Vadim Sidur... Remember visiting a tiny museum on the outskirts of Moscow. It was in the early 90s, about 5 years after Vadim's death. Sidur's art had been banned until USSR started to fall apart and the exhibition I visited must have been the first chance to see his work.
The visit was a major shock. Never before or after have I been so impacted by art. I am saying this, having had the luck to enjoy some fairly decent museums - from Louvre to Prado, from Tate Modern to Metropolitan...

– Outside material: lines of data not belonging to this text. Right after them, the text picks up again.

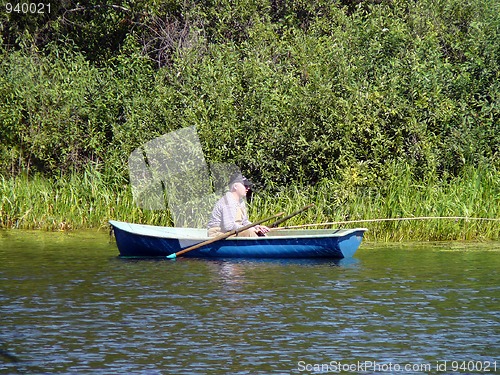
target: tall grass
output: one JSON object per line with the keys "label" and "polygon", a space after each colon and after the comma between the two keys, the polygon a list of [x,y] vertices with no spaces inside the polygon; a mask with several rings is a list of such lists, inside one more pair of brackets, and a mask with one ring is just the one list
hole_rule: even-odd
{"label": "tall grass", "polygon": [[[251,212],[265,217],[315,203],[286,225],[363,219],[436,217],[425,220],[374,221],[336,227],[364,226],[368,240],[488,240],[500,238],[500,174],[495,169],[469,169],[462,176],[416,183],[408,169],[399,170],[384,189],[324,181],[315,187],[290,186],[277,195],[257,195]],[[439,219],[437,217],[496,220]]]}
{"label": "tall grass", "polygon": [[[500,238],[500,174],[495,169],[469,169],[446,180],[415,182],[400,168],[383,188],[360,186],[349,179],[316,186],[291,185],[279,192],[257,191],[249,204],[253,220],[277,212],[315,206],[283,225],[360,219],[422,216],[495,218],[483,220],[415,220],[351,223],[365,226],[366,239],[376,241],[471,240]],[[0,227],[45,230],[105,228],[110,219],[172,225],[167,211],[137,208],[126,181],[109,182],[97,167],[84,174],[47,179],[39,175],[0,177]]]}
{"label": "tall grass", "polygon": [[48,179],[0,177],[0,227],[44,230],[105,228],[110,219],[170,224],[165,211],[137,208],[126,183],[109,183],[97,167]]}

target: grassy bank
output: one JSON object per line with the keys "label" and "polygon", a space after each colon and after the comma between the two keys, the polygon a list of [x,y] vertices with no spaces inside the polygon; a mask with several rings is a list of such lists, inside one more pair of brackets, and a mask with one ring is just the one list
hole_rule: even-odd
{"label": "grassy bank", "polygon": [[59,179],[0,178],[0,227],[75,230],[105,228],[110,219],[165,225],[167,212],[143,211],[130,187],[104,181],[97,170]]}
{"label": "grassy bank", "polygon": [[[302,225],[360,219],[464,216],[496,220],[433,219],[374,221],[338,227],[367,227],[366,239],[377,241],[473,240],[500,238],[500,174],[470,169],[449,181],[415,183],[402,169],[384,188],[356,178],[322,181],[312,187],[288,186],[279,192],[257,191],[251,219],[279,211],[315,207],[290,219]],[[127,184],[109,184],[97,170],[60,179],[41,176],[0,178],[0,227],[43,230],[106,228],[109,219],[171,225],[168,212],[137,208]]]}
{"label": "grassy bank", "polygon": [[283,207],[293,211],[311,202],[314,208],[286,225],[429,216],[494,218],[374,221],[335,227],[366,227],[366,238],[377,241],[500,238],[500,175],[496,170],[471,169],[450,181],[425,183],[415,183],[409,170],[403,170],[378,190],[325,181],[309,189],[290,187],[274,199],[257,196],[252,208],[266,216]]}

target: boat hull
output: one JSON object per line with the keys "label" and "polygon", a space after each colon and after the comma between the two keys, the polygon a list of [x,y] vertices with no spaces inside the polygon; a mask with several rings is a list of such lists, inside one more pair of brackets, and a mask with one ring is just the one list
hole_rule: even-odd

Sidur's face was disfigured by a war wound and some of the works transmitted the horror the author must have lived through. He also touched on the subject of Holocaust. Sidur's "Treblinka" is the simplest tribute to the victims... Also the best.
What stunned me most wasn't the horror and the sadness though, but the strength of his work. The love, the rebellion, the humanity were projecting through the totalitarian suppression depicted by art. I don't know why the simple figure of Sidur's kneeling slave is a perfect symbol of liberty. I only know that it is.
On Friday Russian Orthodox activists attacked exhibition, where Sidur's works were presented. Some of the statues were destroyed. The attackers have been arrested, but let go on the same day.
Russian Orthodox Church stated that the attackers were "provoked". Suppose it's true. Sidur started it. His Slave is an eternal attack on totalitarian ideologies.